I haven't written a lot lately. I guess I am busy discovering...the hell I'm just busy with work. This pricing analyst in training has traded her high heels to flats and geeky glasses while crunching numbers five days a week. I also started going to the gym - twice, even thrice a week.
House issues are the same but I am able to elude the stupidity of my grandmother and uncle. Most of the time I arrive really late and leave really early. During weekends, they allow me to be a bum given the nature of my work. It is more fun now since my uncle is busy with a project outside the city so I rarely see him. For now things are fine at home.
Everything seems perfect up to today. I just received a bummer email from my mom about our finances. Hence my gym membership will be on hold after my contract ends as I have to help out in our expenses. Have to shell out a portion of my salary to pay for our utilities. She sent a very lengthy email about power over money and that this is just a temporary situation which we will eventually overcome. I mean honestly, I know we will and by some miracle we were able to surpass some of our financial issues before.
I have no issues helping. It just bugs me that yet again, the youngest sibling will be the one to give up his youth for someone else's benefit.
Our financial issues started when I was in college. We had to cut back with a lot of things. Things that my older siblings had the privilege of having. I promised myself that I'll graduate early as to help out, and so I did. I sort of had to grow up faster and was force to let go of my little joys in life. Now that I'm earning, I am able to spend things for myself yet this happen (again) so I guess I have to return to my sacrifices.
The sad part is, I often feel that they don't care. It irritates me, a lot.
Power over money. I don't have any issues with this one.

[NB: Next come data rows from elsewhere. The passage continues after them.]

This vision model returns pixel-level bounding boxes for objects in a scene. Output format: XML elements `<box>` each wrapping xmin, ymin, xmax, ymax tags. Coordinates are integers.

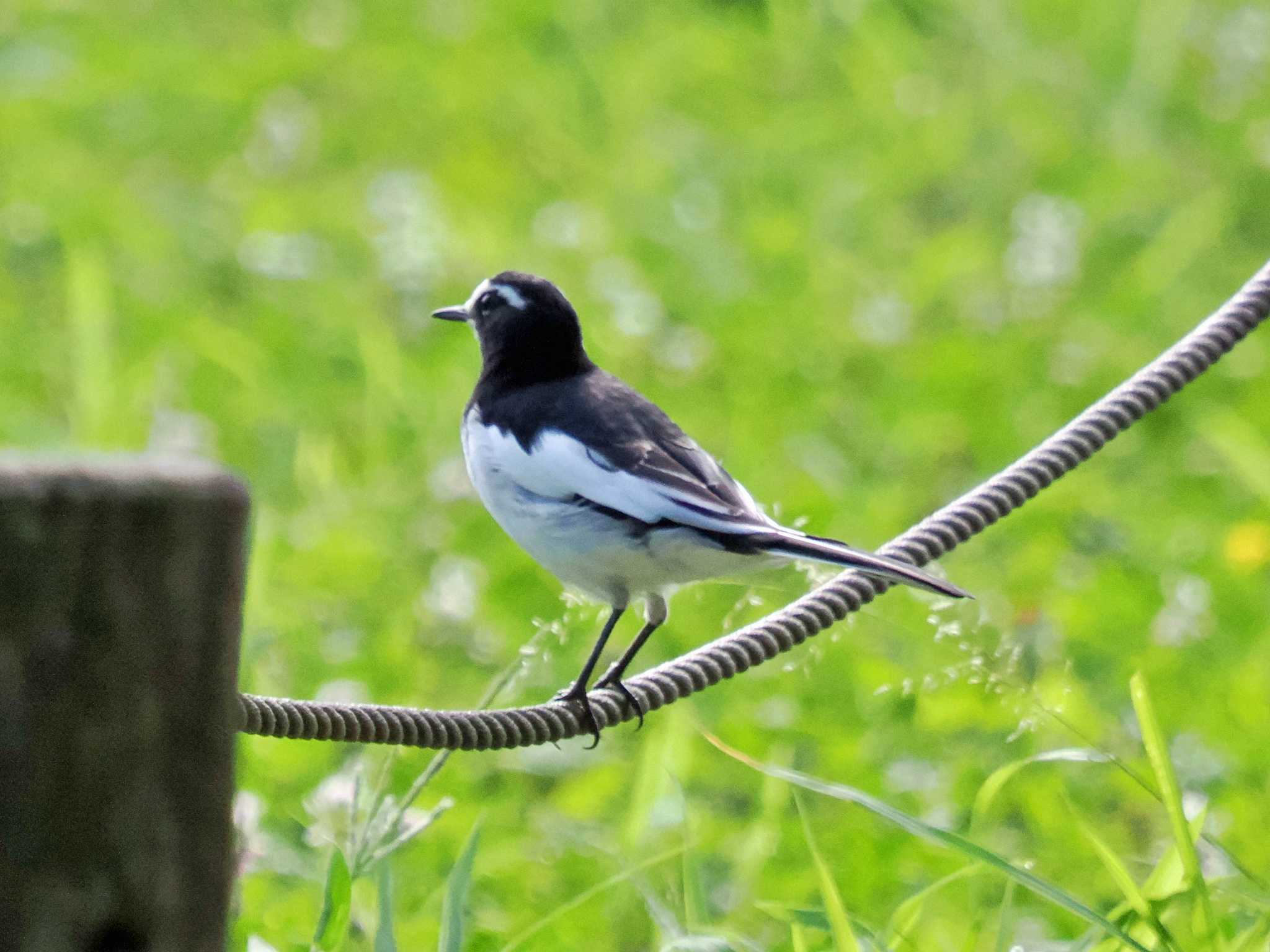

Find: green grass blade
<box><xmin>314</xmin><ymin>847</ymin><xmax>353</xmax><ymax>952</ymax></box>
<box><xmin>1204</xmin><ymin>410</ymin><xmax>1270</xmax><ymax>503</ymax></box>
<box><xmin>706</xmin><ymin>734</ymin><xmax>1149</xmax><ymax>952</ymax></box>
<box><xmin>1129</xmin><ymin>671</ymin><xmax>1220</xmax><ymax>948</ymax></box>
<box><xmin>885</xmin><ymin>863</ymin><xmax>985</xmax><ymax>950</ymax></box>
<box><xmin>997</xmin><ymin>879</ymin><xmax>1015</xmax><ymax>952</ymax></box>
<box><xmin>794</xmin><ymin>797</ymin><xmax>859</xmax><ymax>952</ymax></box>
<box><xmin>437</xmin><ymin>820</ymin><xmax>480</xmax><ymax>952</ymax></box>
<box><xmin>1067</xmin><ymin>800</ymin><xmax>1176</xmax><ymax>950</ymax></box>
<box><xmin>499</xmin><ymin>843</ymin><xmax>690</xmax><ymax>952</ymax></box>
<box><xmin>375</xmin><ymin>859</ymin><xmax>396</xmax><ymax>952</ymax></box>
<box><xmin>66</xmin><ymin>249</ymin><xmax>115</xmax><ymax>446</ymax></box>
<box><xmin>970</xmin><ymin>747</ymin><xmax>1111</xmax><ymax>830</ymax></box>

I just have problems with me giving up my time for myself. That thing that I gave up for them really early. And now I have to do it again. No one seems to notice it. I don't even have someone to compliment me for the things that I have done. But then again that's life. I just have to be strong about it.
Twenty years of concealing the cracks - what's so difficult of concealing them a little longer right? As if anyone cares.
Fake it till you make it. Cheers to broken dreams.